3. Put the tree in the hole:
• Large trees have extremely heavy root balls. A ball cart can be used for smaller root balls, or a skids steer for larger ones. Once the tree is next to the hole it can either be rolled in (for smaller root balls) or eased in with the forks of the machine (for larger trees). Enormous trees are planted with the help of a crane. However the tree is delivered to the hole, be sure it is placed straight, with the appropriate face in the appropriate direction. If the hole appears too deep once the tree is in place, remove it and add soil to the bottom of the hole, tamping it firmly so that no further settling will occur.
4. Remove any covering on the top 2/3 of the root ball:
• It has been proven time and again that burlap, twine and metal cages DO hamper root growth, especially when trees are planted improperly. Why risk it? Cut the top of the metal cage off with bolt cutters and the burlap with a utility knife. Leave the lower portion of the cage and burlap in place, the vast majority of tree roots grow out from the root ball, not down.
5. Stabilize the root ball:
• Shovel a small ring of backfill soil around the root ball.

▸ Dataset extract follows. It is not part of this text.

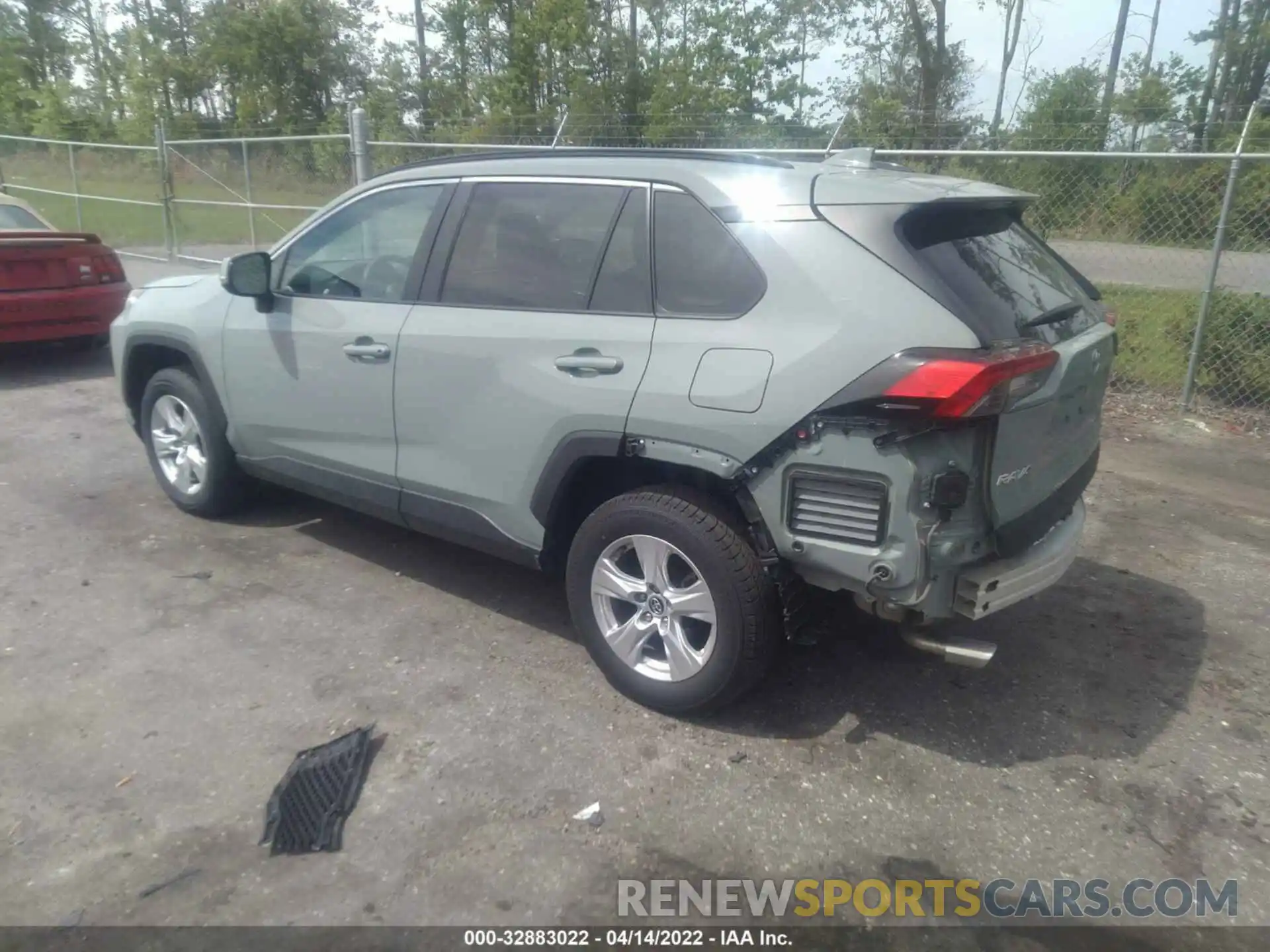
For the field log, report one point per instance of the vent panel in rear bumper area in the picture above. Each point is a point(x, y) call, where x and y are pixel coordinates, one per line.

• Tamp the soil in place firmly.
6. Backfill the tree:
• Considerable debate surrounds whether or not to amend backfill soil for trees. The prevailing wisdom is that excessive amendments do more harm than good. However, in lean soils (like on the majority of Nantucket) adding 5% or so of organic matter will help with soil texture, and water and nutrient retention.
• Shovel the back fill into the hole, without any further compacting.
• Do not place any soil on top of the root ball. Allow it to sit above grade with the top of the root ball showing.
7. Stake the tree, if it is deemed necessary:
• Staking is a whole other can of worms. It is preferable to leave trees un-staked. If staking is necessary, be sure the lines used to keep the tree stable are loose enough to allow for some flexion of the trunk.
8. Water the tree to settle the soil, and hydrate the roots.
9. Mulch the new root zone:
• Another Hot topic! Recent studies have shown that mulch is best used to cover the backfill area and anticipated root zone, not the root ball, and certainly not ever touching the trunk.
This article summarizes practices outlined in the Colorado State University CMG GardenNotes #633. Check it out for more in depth information on best tree planting practices.